Further, while US Fed’s dovish turn in December 2024 raised hopes of faster rate cuts which triggered re-rating in IT Services stocks then, December 2024 saw a totally opposite scenario – hawkish tone, elongated rate-cut projections and a sell-off. In other words, a better demand environment is balanced by somewhat unfavourable comp and higher expectations. This different set-up means the construct of stock return could be different too.
S&P 500 earnings growth is likely to improve to 15 per cent in CY25 (Source: Factset). Unlike CY24, where bulk of earnings growth is being led by Magnificent 7, JM Financial said, it will also be broad based. That suggests cost pressures might ease across enterprises, paving the way for discretionary spend off-take. “That said, a still gummed up global supply-chain, uncertainty around Trump’s trade policies and a sudden shift in Fed’s tonality mean long gestation (back-ended ROIs) projects may get pushed out. Our checks also suggest that IT budgets are unlikely to improve materially,” the report stated.
According to the brokerage firm, one reason for optimism on IT Services demand post Trump’s election is potentially lower corporate taxes (18 per cent from 21 per cent for domestic production). However, it said that the impact, though positive, would be marginal. “Effective tax rate – calculated simply as (PBT-PAT)/PBT – for S&P 500 has fallen by 0-11ppt across sectors over 2016-23. Two verticals where ETR is still above 20 per cent – Consumer Staples and Energy – growth expectations are the least. Business outlook, and not fiscal support, will determine IT Services demand, in our view,” JM Financial said.

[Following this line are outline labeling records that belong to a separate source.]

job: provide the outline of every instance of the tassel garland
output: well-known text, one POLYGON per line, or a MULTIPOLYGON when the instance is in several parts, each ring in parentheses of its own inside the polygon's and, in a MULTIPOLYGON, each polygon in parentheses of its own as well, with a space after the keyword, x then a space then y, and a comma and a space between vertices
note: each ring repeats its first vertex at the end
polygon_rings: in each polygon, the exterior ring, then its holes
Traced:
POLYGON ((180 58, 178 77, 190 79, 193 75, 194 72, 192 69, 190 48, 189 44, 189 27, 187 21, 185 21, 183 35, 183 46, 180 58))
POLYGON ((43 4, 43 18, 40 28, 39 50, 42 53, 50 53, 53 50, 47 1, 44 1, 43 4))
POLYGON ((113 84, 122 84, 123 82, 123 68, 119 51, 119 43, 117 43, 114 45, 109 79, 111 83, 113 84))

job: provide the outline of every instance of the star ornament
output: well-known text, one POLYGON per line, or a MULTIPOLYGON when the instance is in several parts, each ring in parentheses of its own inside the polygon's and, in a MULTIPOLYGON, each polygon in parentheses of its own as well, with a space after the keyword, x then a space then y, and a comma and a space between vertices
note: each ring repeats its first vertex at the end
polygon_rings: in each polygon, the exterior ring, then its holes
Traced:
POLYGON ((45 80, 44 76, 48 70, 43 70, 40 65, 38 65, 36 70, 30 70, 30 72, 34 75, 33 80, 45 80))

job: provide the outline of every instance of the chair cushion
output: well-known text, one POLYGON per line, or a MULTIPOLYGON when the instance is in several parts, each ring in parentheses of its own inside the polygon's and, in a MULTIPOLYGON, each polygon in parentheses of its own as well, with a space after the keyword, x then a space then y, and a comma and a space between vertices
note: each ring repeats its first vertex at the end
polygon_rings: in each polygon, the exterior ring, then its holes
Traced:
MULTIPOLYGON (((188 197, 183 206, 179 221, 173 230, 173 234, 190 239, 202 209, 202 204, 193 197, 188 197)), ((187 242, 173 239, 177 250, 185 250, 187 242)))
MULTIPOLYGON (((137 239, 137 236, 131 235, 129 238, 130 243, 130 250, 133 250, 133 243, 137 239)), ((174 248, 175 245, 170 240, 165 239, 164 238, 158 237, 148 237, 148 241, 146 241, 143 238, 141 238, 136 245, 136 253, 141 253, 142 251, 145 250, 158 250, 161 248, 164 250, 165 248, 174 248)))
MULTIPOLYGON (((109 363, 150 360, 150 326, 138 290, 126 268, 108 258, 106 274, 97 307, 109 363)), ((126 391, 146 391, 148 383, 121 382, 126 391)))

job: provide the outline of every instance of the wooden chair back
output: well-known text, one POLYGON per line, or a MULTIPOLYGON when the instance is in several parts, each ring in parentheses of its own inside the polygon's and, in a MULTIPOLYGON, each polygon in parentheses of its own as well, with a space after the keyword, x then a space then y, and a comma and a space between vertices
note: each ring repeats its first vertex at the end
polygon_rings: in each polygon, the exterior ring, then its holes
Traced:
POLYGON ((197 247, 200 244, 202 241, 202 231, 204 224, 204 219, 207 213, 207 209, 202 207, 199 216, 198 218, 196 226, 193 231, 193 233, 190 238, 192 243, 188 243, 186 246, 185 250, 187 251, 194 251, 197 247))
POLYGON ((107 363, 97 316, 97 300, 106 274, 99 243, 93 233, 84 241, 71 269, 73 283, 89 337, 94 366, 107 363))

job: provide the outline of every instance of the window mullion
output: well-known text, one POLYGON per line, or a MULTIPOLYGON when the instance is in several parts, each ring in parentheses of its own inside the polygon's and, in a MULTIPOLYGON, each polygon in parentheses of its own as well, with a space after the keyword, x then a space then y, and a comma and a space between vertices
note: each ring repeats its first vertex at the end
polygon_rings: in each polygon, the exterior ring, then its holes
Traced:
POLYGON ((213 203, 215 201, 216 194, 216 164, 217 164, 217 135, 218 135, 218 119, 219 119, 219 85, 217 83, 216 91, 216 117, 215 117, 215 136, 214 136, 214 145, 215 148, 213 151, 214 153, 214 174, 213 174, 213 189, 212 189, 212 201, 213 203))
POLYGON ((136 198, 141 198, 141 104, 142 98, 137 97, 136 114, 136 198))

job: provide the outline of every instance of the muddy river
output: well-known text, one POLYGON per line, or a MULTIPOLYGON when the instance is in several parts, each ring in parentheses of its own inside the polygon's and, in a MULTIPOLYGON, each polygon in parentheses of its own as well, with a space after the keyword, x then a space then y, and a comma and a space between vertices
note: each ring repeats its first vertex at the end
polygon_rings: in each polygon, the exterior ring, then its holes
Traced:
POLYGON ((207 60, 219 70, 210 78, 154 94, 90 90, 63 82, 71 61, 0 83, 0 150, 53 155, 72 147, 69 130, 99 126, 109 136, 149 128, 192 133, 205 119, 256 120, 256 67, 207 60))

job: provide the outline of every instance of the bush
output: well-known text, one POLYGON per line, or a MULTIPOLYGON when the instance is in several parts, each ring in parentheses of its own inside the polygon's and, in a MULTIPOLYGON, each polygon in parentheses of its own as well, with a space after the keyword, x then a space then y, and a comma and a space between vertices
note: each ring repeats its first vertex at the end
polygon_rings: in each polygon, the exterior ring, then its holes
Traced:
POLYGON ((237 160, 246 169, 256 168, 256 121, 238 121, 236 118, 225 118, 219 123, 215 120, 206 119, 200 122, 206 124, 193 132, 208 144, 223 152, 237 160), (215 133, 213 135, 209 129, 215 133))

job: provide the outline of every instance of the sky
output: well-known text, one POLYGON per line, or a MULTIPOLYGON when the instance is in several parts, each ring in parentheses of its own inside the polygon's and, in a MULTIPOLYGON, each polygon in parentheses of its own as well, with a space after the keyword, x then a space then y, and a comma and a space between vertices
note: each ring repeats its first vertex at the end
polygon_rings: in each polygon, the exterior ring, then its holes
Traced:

Communication Services (CS) has been one of the worst hit verticals for IT Services providers recently. That, per JM Financial, could change in CY25. CS companies in S&P 500 saw the most earning surprises in Q3. As a result, the CS sector witnessed the highest earnings upgrades over the past six months within S&P 500. “Our excess IT spend analysis also suggests post-COVID excess spend in Telecom has likely flushed out now, resetting the base. These typically precede inflection in IT Services spend. If they do, Tech Mahindra could benefit more,” it said.
Among the top 5 large cap IT services companies which gave 7-32 per cent return in CY24, every other stock barring TCS saw PER expansion. JM Financial said that while TCS’ premium to large-cap peers is now at decadal low, investors are positioned for demand recovery. “BSNL ramp-down and recent disappointment in core growth mean TCS’ growth could lag peers in FY26. CMP is already discounting these risks, in our view. Sustained improvement in US BFSI and delay in broad-based discretionary spending could play in TCS’ favour,” the report stated.
Can TCS bounce back? JM Financial said, “Improvement in US BFSI and a still cost constraint IT budget environment could lower TCS’ growth differential with peers in FY26, in our view. This could lead TCS’ PER premium with peers to mean revert. We however maintain a HOLD rating for as we find Street’s current FY26E USD growth still elevated. Note, we are building similar growth in FY26 as FY25 (4.4 per cent) for TCS vs acceleration for others. We will turn constructive once we see more realistic cons. Estimate.”